Single by Mungo Jerry
- B-side: "Little Louis, Have a Whiff On Me, Milk Cow Blues"
- Released: 1971
- Genre: Pop, rock
- Length: 3:10
- Label: Dawn Records (UK)
- Songwriter: Ray Dorset
- Producer: Barry Murray

Mungo Jerry singles chronology
| "Baby Jump" (1971) | "Lady Rose" (1971) | "You Don't Have to Be in the Army to Fight in the War" (1971) |

= Lady Rose (song) =

"Lady Rose" is a song by British group Mungo Jerry, released as a single in 1971.

Written by the group's lead vocalist Ray Dorset and produced by Barry Murray, it was the band's third single. The song entered the UK charts at #30 in May 1971 and reached #5 in June, finally leaving the chart in August 1971. It also reached number 14 in Australia, number four in New Zealand.

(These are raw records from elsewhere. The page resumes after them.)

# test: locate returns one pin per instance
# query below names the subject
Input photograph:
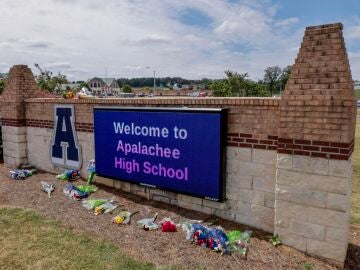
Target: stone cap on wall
(260, 101)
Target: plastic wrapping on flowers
(239, 241)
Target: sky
(192, 39)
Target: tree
(126, 89)
(47, 81)
(221, 88)
(237, 85)
(271, 77)
(2, 86)
(284, 76)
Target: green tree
(237, 85)
(2, 86)
(221, 88)
(47, 81)
(271, 78)
(284, 76)
(126, 89)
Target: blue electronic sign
(173, 149)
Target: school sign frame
(175, 149)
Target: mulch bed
(162, 249)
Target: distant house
(71, 86)
(104, 86)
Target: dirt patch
(162, 249)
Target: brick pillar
(316, 140)
(20, 85)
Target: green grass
(30, 241)
(355, 198)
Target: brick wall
(288, 162)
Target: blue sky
(188, 38)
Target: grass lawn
(30, 241)
(355, 199)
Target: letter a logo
(65, 149)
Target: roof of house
(63, 86)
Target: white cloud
(83, 38)
(287, 22)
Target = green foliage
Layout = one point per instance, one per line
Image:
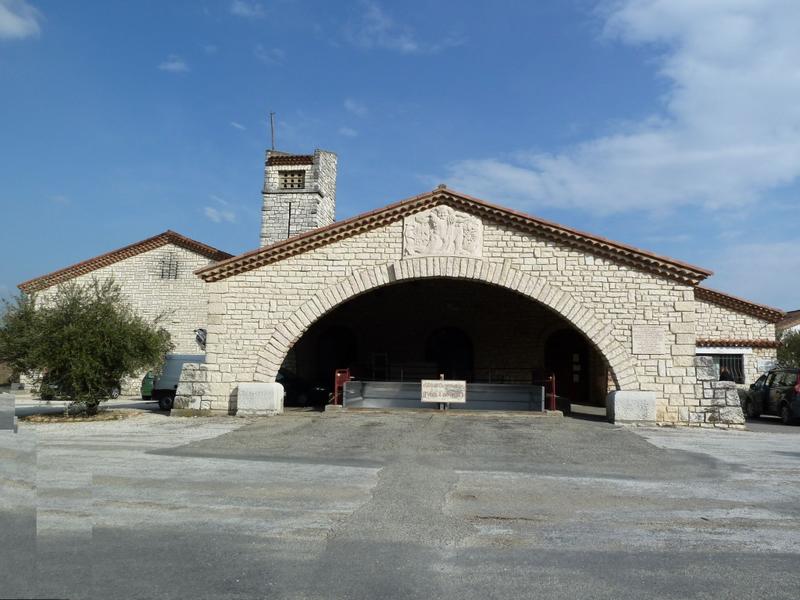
(789, 350)
(80, 343)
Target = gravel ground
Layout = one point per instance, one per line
(396, 505)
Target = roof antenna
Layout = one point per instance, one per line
(272, 128)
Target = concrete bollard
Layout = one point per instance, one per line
(8, 419)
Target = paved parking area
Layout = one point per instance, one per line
(397, 505)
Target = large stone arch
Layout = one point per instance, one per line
(501, 274)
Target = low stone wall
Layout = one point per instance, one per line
(720, 406)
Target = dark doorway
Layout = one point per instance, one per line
(337, 348)
(450, 349)
(566, 355)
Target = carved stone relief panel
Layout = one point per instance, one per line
(442, 231)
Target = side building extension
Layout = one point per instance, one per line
(156, 277)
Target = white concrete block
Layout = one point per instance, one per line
(631, 407)
(259, 399)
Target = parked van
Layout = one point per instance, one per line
(163, 386)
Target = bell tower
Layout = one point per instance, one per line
(299, 194)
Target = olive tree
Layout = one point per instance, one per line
(80, 343)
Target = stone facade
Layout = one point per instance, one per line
(644, 316)
(291, 211)
(719, 322)
(736, 333)
(158, 284)
(255, 317)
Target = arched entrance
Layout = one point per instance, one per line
(567, 356)
(416, 270)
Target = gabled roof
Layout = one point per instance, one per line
(316, 238)
(762, 311)
(109, 258)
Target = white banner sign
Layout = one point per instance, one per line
(444, 391)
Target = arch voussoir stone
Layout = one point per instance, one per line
(502, 274)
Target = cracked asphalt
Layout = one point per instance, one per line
(396, 505)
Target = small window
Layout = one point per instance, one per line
(292, 180)
(730, 367)
(169, 266)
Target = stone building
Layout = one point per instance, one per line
(444, 283)
(156, 276)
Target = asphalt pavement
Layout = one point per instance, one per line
(397, 505)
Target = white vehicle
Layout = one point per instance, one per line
(166, 383)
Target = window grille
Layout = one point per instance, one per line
(729, 367)
(169, 266)
(292, 180)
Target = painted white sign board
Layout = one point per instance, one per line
(444, 391)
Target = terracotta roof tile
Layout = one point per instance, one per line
(736, 343)
(791, 319)
(290, 159)
(109, 258)
(762, 311)
(615, 251)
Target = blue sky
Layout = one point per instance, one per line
(672, 125)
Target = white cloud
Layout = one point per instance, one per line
(18, 20)
(741, 268)
(174, 64)
(374, 28)
(248, 10)
(356, 108)
(728, 130)
(219, 215)
(273, 56)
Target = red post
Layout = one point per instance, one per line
(340, 377)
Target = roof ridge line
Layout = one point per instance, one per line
(626, 254)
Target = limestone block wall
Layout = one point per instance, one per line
(720, 406)
(180, 303)
(624, 297)
(719, 322)
(245, 309)
(722, 323)
(311, 207)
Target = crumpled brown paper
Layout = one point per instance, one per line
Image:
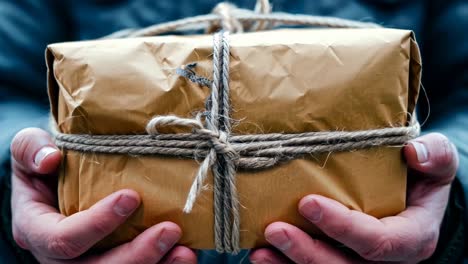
(281, 81)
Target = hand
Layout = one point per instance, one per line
(409, 237)
(54, 238)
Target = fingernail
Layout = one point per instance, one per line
(421, 151)
(43, 153)
(279, 239)
(311, 210)
(125, 205)
(167, 239)
(454, 148)
(178, 260)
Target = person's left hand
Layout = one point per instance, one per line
(409, 237)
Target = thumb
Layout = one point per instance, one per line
(33, 150)
(433, 154)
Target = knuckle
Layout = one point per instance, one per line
(340, 230)
(429, 245)
(101, 226)
(19, 238)
(60, 245)
(381, 249)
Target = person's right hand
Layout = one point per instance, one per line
(54, 238)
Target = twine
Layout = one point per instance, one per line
(211, 139)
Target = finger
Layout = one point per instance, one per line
(56, 236)
(267, 256)
(150, 247)
(180, 255)
(408, 236)
(433, 154)
(33, 150)
(300, 247)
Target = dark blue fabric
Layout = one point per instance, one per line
(27, 26)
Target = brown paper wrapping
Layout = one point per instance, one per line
(281, 81)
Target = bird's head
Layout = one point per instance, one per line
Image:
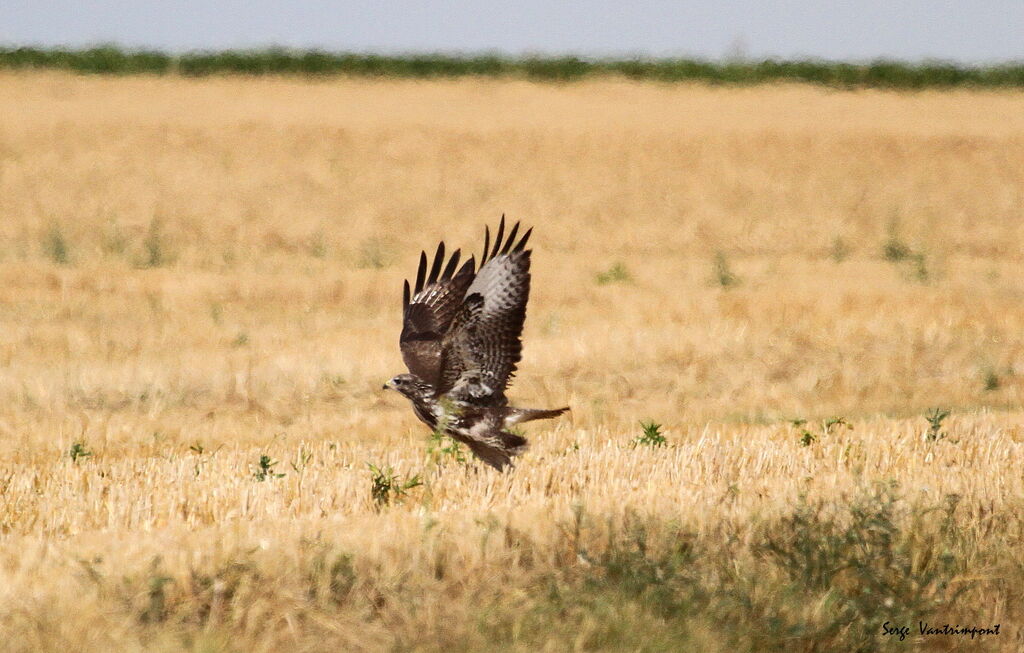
(404, 384)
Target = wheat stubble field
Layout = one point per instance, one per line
(197, 273)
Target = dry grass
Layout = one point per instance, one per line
(195, 273)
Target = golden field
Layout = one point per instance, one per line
(195, 273)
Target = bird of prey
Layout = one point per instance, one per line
(461, 341)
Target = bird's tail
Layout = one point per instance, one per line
(516, 416)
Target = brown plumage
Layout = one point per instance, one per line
(461, 341)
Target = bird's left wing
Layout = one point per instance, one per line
(428, 309)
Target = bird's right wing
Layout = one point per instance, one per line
(482, 347)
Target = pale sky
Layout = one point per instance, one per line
(980, 31)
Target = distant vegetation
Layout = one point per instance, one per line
(882, 74)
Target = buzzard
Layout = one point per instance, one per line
(461, 341)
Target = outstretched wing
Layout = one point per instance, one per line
(482, 347)
(428, 311)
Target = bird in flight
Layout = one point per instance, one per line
(461, 341)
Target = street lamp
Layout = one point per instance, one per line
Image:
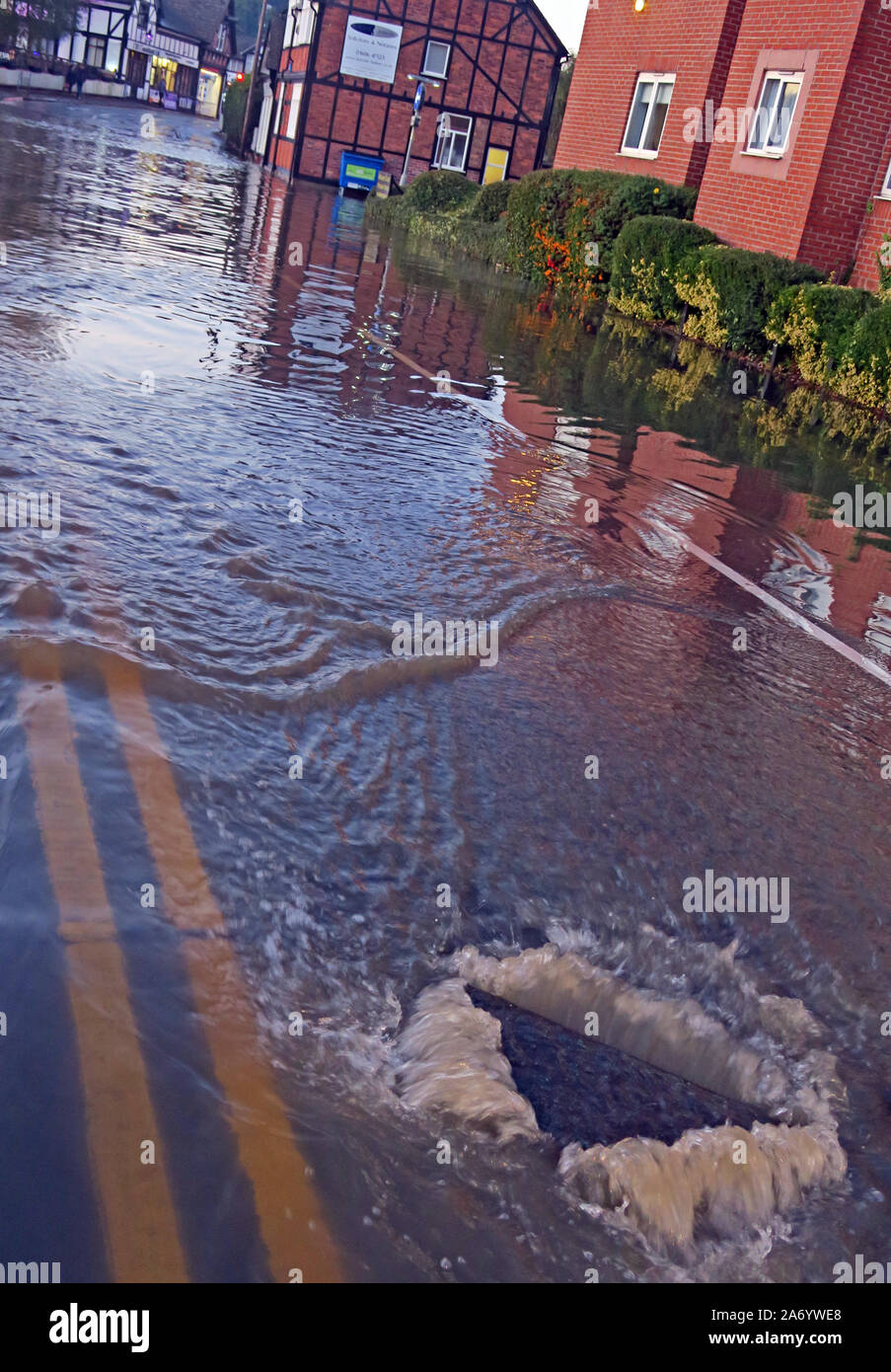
(415, 119)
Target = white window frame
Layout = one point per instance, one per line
(657, 78)
(426, 70)
(442, 139)
(782, 78)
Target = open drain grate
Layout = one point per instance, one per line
(585, 1091)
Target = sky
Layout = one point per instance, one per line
(567, 17)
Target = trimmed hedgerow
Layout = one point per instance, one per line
(731, 291)
(814, 326)
(440, 191)
(491, 202)
(646, 259)
(562, 225)
(865, 369)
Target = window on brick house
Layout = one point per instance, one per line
(648, 110)
(770, 133)
(453, 141)
(436, 59)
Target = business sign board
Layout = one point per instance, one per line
(370, 49)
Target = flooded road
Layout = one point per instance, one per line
(242, 836)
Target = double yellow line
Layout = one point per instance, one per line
(139, 1217)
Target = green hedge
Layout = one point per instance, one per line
(731, 292)
(440, 191)
(562, 224)
(865, 370)
(646, 260)
(814, 326)
(491, 202)
(233, 105)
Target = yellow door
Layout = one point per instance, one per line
(495, 165)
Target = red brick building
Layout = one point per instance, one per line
(781, 114)
(349, 71)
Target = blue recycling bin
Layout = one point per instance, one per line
(358, 172)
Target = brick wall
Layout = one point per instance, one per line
(693, 38)
(810, 202)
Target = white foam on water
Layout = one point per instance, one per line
(673, 1034)
(711, 1182)
(451, 1061)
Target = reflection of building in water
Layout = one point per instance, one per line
(740, 514)
(309, 247)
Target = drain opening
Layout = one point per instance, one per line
(585, 1091)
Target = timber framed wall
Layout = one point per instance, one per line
(502, 73)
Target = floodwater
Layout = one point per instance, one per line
(240, 836)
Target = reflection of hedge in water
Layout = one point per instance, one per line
(627, 376)
(623, 373)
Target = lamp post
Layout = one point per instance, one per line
(256, 73)
(415, 119)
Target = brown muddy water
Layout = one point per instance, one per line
(242, 837)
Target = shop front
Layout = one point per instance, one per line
(208, 92)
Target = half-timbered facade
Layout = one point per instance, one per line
(99, 38)
(177, 52)
(349, 74)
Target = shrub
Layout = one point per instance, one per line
(865, 370)
(538, 210)
(816, 326)
(646, 257)
(731, 291)
(491, 202)
(560, 225)
(643, 195)
(440, 191)
(235, 101)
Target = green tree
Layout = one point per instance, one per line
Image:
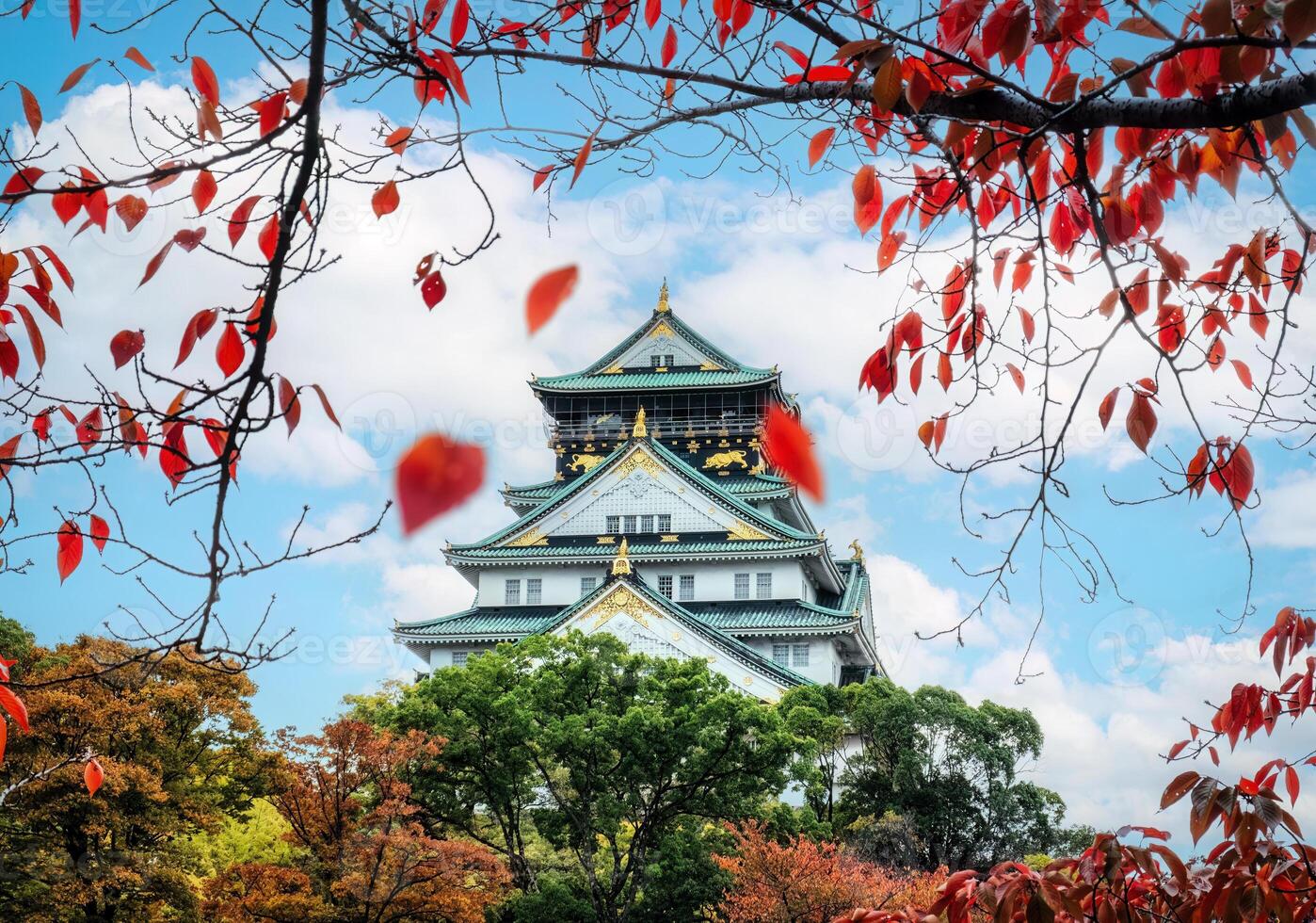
(929, 767)
(181, 752)
(608, 754)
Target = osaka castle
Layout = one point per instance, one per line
(664, 526)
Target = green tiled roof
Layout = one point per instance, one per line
(728, 616)
(754, 487)
(577, 485)
(666, 549)
(496, 621)
(634, 381)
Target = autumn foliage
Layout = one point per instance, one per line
(807, 880)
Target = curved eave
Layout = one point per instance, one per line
(658, 381)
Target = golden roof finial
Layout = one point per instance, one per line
(621, 564)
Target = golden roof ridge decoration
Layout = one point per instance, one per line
(743, 531)
(621, 564)
(528, 539)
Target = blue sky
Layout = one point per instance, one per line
(762, 274)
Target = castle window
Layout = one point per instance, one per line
(743, 586)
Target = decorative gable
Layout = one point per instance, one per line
(640, 485)
(645, 627)
(664, 347)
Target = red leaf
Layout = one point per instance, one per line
(384, 201)
(435, 476)
(229, 350)
(1243, 371)
(668, 46)
(241, 218)
(396, 141)
(819, 144)
(433, 288)
(202, 191)
(15, 706)
(271, 112)
(124, 345)
(99, 532)
(204, 80)
(790, 449)
(290, 404)
(30, 108)
(197, 328)
(67, 555)
(92, 777)
(582, 155)
(76, 73)
(138, 58)
(548, 294)
(1141, 420)
(268, 237)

Like the group's debut single, "In the Summertime," and follow-up "Baby Jump", it was a maxi-single playing at 33 rpm. The main song features harmonica and piano. The other tracks on the extended play single are Little Louis by band member, Paul King, a cover of Lead Belly's Have a Whiff on Me, and a cover of Elvis Presley's Milk Cow Blues. The BBC initially banned it from radio play because of the inclusion of "Have a Whiff on Me", which was thought to condone drug-taking, and distribution and sales were halted while it was reissued with "She Rowed", from the group's second LP as the second track instead. Ironically, the group had decided to include the offending song because it had been well received when they originally recorded it for broadcast as part of a session for Radio 1.